Steve Reneau, reporting on storm water runoff said 2007 registered the “lowest offsite discharge” since the Cerro Grande Fire in 2000,

a sign that the natural systems are healing.

Phil Fresquez, who gave the report on “Soil, Foodstuffs and Biota Monitoring,” said people at the laboratory often ask him if one can eat fruit from the trees at the laboratory.

“The answer is, ‘Yes,’" he said. “Fruit on LANL is safe to eat.”

Mike McNaughton reported radiation dose assessment, which he called the “primary measure of human health detriment.” Dose assessment is measured in millirems of radiation. The average person off-site person in Los Alamos is exposed to about 500 millirems of radiation from naturally occurring sources and fallout from nuclear testing.

Exposure from laboratory sources adds less that 1 millirem per year, he said, even to the imaginary person (the “maximally exposed individual” or MEI) who might stand in the location where the greatest exposure might occur, 24 hours and day, 365 days a year.

McNaughton said that for the last two years the MEI, has been associated with environmental remediation.
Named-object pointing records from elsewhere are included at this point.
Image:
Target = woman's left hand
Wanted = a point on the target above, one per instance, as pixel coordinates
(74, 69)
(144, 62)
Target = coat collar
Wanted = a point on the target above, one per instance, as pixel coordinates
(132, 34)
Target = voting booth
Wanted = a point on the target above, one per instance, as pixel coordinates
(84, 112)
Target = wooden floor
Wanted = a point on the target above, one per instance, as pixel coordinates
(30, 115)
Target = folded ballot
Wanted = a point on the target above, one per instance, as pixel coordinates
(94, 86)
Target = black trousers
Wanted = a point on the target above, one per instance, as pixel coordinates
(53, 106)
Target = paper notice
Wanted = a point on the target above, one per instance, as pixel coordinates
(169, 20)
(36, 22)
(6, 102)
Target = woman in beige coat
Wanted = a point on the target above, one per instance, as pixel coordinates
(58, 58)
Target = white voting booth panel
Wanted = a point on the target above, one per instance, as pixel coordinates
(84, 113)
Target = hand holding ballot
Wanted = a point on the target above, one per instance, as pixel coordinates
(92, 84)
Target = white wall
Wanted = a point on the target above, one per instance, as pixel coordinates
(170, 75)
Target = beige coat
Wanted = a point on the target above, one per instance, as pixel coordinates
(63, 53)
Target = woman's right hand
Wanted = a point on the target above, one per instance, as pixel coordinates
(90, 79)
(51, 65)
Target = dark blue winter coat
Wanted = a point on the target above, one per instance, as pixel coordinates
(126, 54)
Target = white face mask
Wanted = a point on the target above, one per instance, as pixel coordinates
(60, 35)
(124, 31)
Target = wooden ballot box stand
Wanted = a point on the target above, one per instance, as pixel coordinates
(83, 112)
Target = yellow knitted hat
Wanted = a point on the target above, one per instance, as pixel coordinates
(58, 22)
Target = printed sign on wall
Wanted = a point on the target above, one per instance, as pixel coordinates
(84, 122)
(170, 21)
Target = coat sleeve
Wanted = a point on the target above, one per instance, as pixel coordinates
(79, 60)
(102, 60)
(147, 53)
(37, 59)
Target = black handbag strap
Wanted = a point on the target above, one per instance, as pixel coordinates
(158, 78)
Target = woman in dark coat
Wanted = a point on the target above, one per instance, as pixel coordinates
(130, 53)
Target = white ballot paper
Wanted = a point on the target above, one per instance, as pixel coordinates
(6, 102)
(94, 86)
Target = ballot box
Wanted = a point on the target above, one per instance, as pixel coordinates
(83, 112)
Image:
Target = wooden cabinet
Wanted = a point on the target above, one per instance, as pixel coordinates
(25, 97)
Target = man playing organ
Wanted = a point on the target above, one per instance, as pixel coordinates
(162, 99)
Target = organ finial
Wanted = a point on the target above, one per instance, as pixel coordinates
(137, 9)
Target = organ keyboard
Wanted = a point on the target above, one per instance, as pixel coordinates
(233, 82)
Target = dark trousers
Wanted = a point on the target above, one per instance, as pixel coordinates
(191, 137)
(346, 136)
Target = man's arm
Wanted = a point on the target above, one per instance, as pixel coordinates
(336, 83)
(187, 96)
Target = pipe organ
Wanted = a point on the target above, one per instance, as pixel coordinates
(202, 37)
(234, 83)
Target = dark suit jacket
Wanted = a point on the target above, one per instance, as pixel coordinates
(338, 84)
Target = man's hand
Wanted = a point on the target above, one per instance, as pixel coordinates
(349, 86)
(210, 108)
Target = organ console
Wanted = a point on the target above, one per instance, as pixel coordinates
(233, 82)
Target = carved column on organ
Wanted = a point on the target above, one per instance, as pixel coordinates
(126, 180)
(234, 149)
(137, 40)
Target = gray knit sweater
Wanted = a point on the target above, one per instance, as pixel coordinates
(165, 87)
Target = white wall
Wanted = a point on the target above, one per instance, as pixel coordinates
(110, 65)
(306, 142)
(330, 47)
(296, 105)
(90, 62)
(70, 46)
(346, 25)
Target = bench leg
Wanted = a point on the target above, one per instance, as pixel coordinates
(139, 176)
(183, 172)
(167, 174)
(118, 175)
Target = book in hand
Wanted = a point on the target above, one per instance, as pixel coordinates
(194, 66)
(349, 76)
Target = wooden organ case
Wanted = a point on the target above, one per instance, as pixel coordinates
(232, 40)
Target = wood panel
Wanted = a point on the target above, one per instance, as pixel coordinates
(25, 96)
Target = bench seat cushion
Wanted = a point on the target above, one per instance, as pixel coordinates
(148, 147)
In 2006, it was located near the ash pile project at the airport. In 2007, it was identified as a spot across from the fire station on DP road where preliminary work on the cleanup of an old disposal area has begun.

Craig Eberhart, who heads the annual survey, said a simplified report for non-experts, written by two college students, would be available soon for the general public.

The scientists spoke at a meeting Wednesday of the Northern New Mexico Citizens Advisory Board. The advisory group chartered by the Department of Energy to provide recommendations on environmental issues met at Santa Fe Community College.